If the proposals get the go-ahead in December, the Bering Sea pollock TAC will increase slightly to nearly 1.4 million metric tons, or over 3 billion pounds of pollock.

For Pacific cod, the Bering Sea TAC could be reduced to 350 million pounds, a drop of 64 million pounds from this year.

The cod numbers might change as a result of big differences between the 2017 and 2018 survey results in southeastern and northern waters, where large numbers of fish appear to be migrating. Over the year, the cod biomass dropped 21 percent in the southern region but increased 95 percent in the northern area.

The northern cod are genetically similar to the southern cod, making it unlikely that the fish hail from Russia or the Gulf of Alaska, said NOAA research biologist Ingrid Spies in a presentation to the council last week.

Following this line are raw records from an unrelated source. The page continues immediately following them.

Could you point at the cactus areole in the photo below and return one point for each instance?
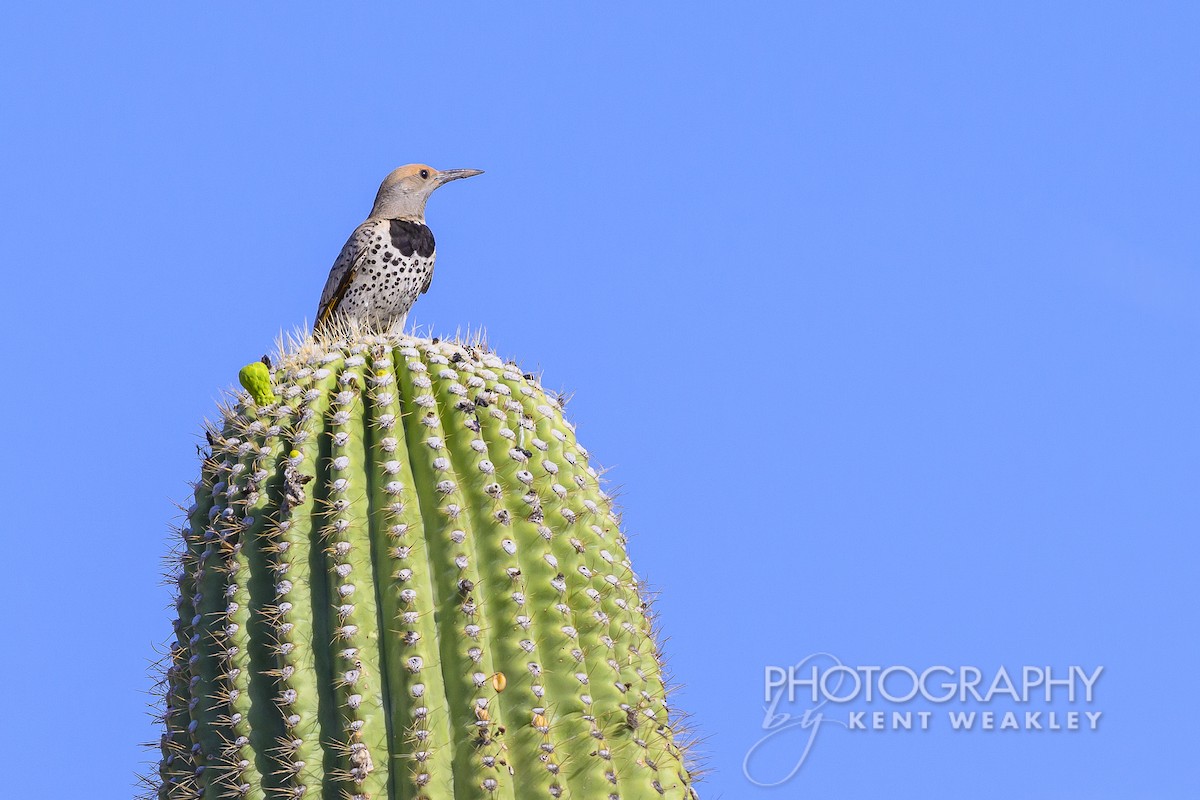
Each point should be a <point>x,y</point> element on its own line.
<point>401,579</point>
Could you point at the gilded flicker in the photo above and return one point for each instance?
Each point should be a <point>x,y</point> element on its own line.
<point>388,262</point>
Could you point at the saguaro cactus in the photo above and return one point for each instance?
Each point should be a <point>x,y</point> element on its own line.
<point>402,579</point>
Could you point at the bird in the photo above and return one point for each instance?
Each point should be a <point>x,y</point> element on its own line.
<point>388,262</point>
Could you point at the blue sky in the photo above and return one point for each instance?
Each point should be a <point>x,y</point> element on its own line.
<point>885,319</point>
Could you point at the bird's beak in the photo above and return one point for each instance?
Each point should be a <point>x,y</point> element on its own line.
<point>448,175</point>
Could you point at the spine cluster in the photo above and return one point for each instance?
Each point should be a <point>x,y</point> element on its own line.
<point>401,578</point>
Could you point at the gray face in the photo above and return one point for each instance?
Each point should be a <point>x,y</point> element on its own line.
<point>403,193</point>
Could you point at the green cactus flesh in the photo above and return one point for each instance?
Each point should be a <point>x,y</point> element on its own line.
<point>402,579</point>
<point>256,379</point>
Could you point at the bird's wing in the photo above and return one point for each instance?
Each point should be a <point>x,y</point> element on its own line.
<point>429,277</point>
<point>342,274</point>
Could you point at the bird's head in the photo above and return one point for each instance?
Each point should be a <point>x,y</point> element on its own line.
<point>403,193</point>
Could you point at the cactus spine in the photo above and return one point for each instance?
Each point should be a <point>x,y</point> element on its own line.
<point>402,579</point>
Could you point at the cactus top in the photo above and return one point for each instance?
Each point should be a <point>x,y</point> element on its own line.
<point>401,578</point>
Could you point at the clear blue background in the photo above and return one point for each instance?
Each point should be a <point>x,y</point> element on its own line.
<point>885,318</point>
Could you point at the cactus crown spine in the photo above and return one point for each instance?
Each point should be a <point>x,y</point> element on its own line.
<point>402,579</point>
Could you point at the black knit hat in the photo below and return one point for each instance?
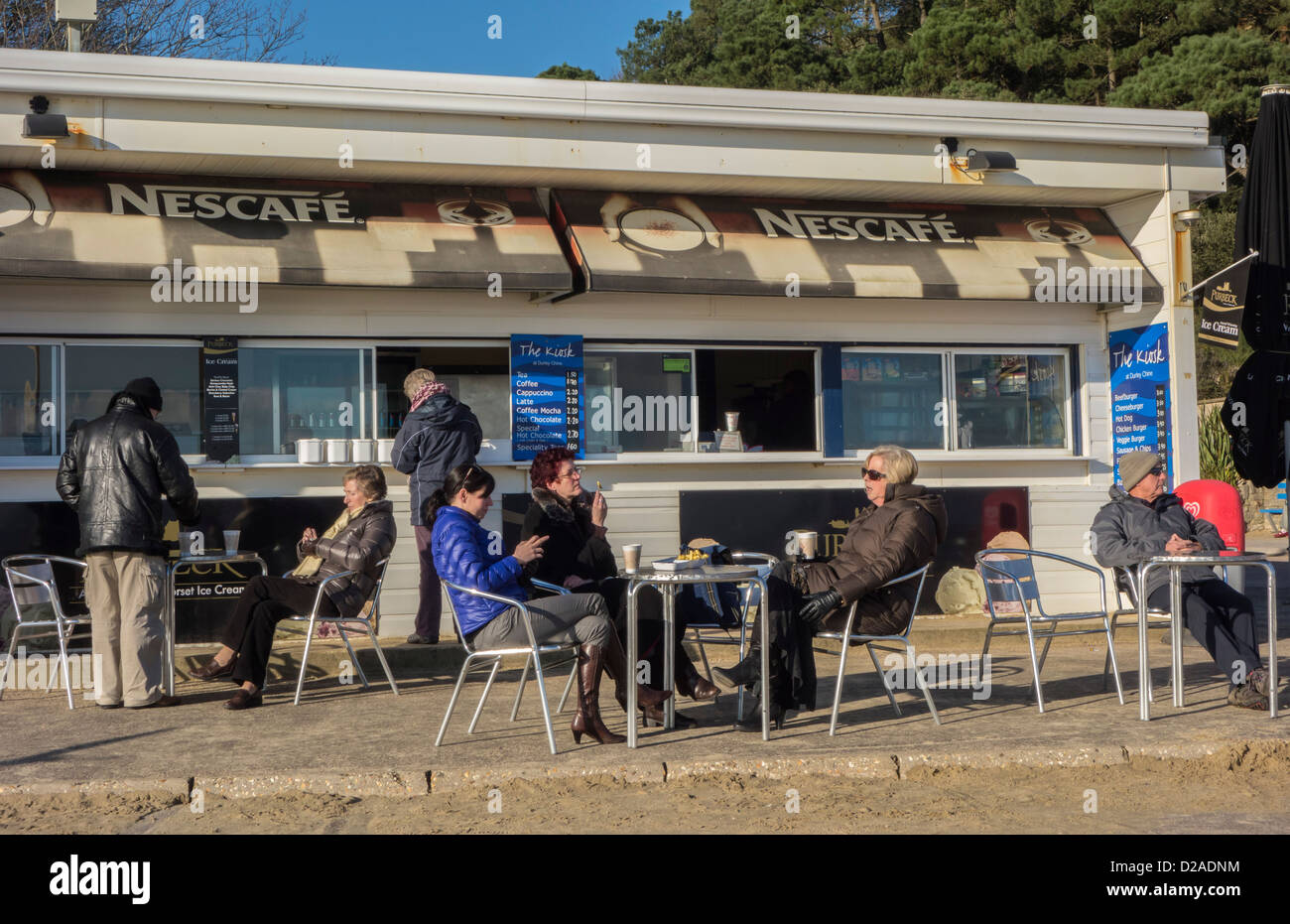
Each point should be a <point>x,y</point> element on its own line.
<point>145,391</point>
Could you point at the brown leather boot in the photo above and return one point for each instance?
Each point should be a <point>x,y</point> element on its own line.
<point>689,682</point>
<point>585,721</point>
<point>615,666</point>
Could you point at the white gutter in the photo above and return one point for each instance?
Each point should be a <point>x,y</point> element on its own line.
<point>232,81</point>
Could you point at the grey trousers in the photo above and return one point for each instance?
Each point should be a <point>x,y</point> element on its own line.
<point>576,617</point>
<point>125,593</point>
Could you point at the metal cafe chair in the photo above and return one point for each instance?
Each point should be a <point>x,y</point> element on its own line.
<point>524,675</point>
<point>872,641</point>
<point>368,622</point>
<point>491,657</point>
<point>1013,580</point>
<point>34,590</point>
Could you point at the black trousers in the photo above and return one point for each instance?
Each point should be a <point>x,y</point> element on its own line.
<point>265,602</point>
<point>1220,618</point>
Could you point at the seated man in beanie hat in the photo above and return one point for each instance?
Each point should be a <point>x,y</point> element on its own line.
<point>114,475</point>
<point>1143,520</point>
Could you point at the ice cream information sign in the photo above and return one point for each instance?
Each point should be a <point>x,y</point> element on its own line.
<point>219,396</point>
<point>546,395</point>
<point>1139,394</point>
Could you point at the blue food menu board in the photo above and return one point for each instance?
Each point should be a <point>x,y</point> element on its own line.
<point>546,395</point>
<point>1140,395</point>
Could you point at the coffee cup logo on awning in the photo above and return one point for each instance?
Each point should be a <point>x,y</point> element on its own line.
<point>875,226</point>
<point>214,202</point>
<point>235,284</point>
<point>1091,284</point>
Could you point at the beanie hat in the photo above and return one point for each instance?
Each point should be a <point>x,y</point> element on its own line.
<point>145,391</point>
<point>1135,464</point>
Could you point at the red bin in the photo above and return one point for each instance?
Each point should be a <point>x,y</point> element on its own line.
<point>1220,503</point>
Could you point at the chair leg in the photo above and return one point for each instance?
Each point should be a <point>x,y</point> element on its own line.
<point>305,663</point>
<point>1035,663</point>
<point>923,684</point>
<point>452,703</point>
<point>841,676</point>
<point>353,657</point>
<point>519,691</point>
<point>704,653</point>
<point>877,667</point>
<point>381,657</point>
<point>1110,654</point>
<point>542,699</point>
<point>1110,636</point>
<point>9,657</point>
<point>63,658</point>
<point>564,697</point>
<point>491,676</point>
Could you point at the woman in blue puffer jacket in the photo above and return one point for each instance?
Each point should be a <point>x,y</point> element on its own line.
<point>460,553</point>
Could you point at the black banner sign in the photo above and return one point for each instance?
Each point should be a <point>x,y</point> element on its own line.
<point>219,396</point>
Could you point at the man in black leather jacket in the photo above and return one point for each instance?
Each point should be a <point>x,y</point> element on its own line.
<point>114,475</point>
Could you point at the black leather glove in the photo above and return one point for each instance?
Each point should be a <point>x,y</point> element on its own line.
<point>818,605</point>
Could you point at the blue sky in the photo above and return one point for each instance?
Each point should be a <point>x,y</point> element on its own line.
<point>434,35</point>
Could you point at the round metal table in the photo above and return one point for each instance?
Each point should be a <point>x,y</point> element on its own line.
<point>1175,563</point>
<point>669,584</point>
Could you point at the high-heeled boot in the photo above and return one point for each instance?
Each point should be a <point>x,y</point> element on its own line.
<point>615,666</point>
<point>744,674</point>
<point>585,721</point>
<point>689,682</point>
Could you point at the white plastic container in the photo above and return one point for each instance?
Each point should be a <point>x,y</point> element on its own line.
<point>336,451</point>
<point>309,452</point>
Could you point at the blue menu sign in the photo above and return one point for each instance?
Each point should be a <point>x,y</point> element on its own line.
<point>1139,394</point>
<point>546,395</point>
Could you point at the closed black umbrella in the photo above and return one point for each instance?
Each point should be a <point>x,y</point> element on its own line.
<point>1258,407</point>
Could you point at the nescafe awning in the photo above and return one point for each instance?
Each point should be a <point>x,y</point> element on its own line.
<point>765,247</point>
<point>130,226</point>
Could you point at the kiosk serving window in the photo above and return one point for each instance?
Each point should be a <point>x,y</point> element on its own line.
<point>27,409</point>
<point>94,373</point>
<point>676,400</point>
<point>997,400</point>
<point>477,376</point>
<point>297,392</point>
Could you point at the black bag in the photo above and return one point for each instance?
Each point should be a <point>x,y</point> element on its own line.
<point>710,604</point>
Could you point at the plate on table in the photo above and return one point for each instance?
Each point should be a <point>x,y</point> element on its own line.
<point>678,566</point>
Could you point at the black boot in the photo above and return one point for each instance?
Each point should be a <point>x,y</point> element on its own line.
<point>744,674</point>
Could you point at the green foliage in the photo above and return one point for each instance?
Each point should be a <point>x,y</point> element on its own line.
<point>1216,450</point>
<point>568,71</point>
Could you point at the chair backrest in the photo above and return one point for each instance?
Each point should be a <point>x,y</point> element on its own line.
<point>34,588</point>
<point>1009,575</point>
<point>1220,503</point>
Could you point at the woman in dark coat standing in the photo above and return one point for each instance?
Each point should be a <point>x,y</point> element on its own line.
<point>897,534</point>
<point>579,557</point>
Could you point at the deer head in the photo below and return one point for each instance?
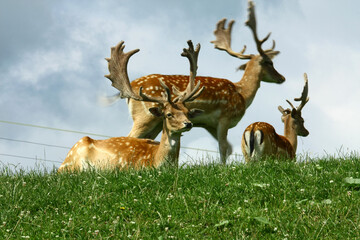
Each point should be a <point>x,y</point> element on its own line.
<point>174,112</point>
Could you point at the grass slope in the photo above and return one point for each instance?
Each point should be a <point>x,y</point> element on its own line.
<point>266,200</point>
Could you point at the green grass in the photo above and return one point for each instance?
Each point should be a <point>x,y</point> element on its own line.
<point>264,200</point>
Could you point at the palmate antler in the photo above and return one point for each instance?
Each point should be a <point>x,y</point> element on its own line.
<point>223,36</point>
<point>117,64</point>
<point>303,98</point>
<point>192,91</point>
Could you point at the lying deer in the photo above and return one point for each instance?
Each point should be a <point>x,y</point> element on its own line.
<point>260,139</point>
<point>224,102</point>
<point>124,152</point>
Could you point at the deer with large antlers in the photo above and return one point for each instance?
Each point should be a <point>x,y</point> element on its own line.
<point>125,152</point>
<point>224,102</point>
<point>260,139</point>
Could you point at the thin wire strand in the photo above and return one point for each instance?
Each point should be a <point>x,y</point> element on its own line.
<point>55,129</point>
<point>32,158</point>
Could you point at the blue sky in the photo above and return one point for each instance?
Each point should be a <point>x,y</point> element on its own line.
<point>52,66</point>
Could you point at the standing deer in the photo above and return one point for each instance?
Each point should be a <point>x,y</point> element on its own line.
<point>124,152</point>
<point>260,139</point>
<point>224,102</point>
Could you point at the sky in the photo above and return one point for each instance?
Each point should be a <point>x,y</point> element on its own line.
<point>52,69</point>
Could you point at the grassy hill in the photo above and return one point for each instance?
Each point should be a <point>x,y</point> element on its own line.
<point>265,200</point>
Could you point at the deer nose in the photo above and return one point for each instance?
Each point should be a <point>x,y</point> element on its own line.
<point>188,125</point>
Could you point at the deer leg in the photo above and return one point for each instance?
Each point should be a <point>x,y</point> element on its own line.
<point>225,147</point>
<point>220,134</point>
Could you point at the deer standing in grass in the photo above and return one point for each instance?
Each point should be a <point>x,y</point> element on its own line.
<point>124,152</point>
<point>224,102</point>
<point>260,139</point>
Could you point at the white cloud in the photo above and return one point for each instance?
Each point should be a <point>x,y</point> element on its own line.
<point>55,77</point>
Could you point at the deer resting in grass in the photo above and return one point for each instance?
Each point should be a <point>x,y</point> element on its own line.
<point>224,102</point>
<point>124,152</point>
<point>260,139</point>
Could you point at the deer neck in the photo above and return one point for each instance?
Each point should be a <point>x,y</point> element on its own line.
<point>290,133</point>
<point>169,147</point>
<point>250,82</point>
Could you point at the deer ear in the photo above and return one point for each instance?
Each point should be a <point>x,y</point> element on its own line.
<point>242,67</point>
<point>157,112</point>
<point>293,113</point>
<point>195,112</point>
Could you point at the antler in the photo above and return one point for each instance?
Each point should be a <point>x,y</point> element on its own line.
<point>251,23</point>
<point>191,92</point>
<point>223,39</point>
<point>304,95</point>
<point>117,64</point>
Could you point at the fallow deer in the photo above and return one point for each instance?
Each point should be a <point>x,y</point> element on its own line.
<point>260,139</point>
<point>224,102</point>
<point>124,152</point>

The numbers are more straightforward for pollock and cod in the Gulf of Alaska and reflect declines for both species. The proposed pollock quota shows a 34 percent drop to 228 million pounds, down 118 million pounds from this year. For Gulf cod, next year’s quota is likely to be down 5.5 percent to 27.2 million pounds, a decline of 1.6 million pounds.

One of the brightest Gulf of Alaska findings is the continuing upward trend of blackcod seen over several years. The preliminary sablefish quota for 2019 was boosted by 40 percent to nearly 36 million pounds.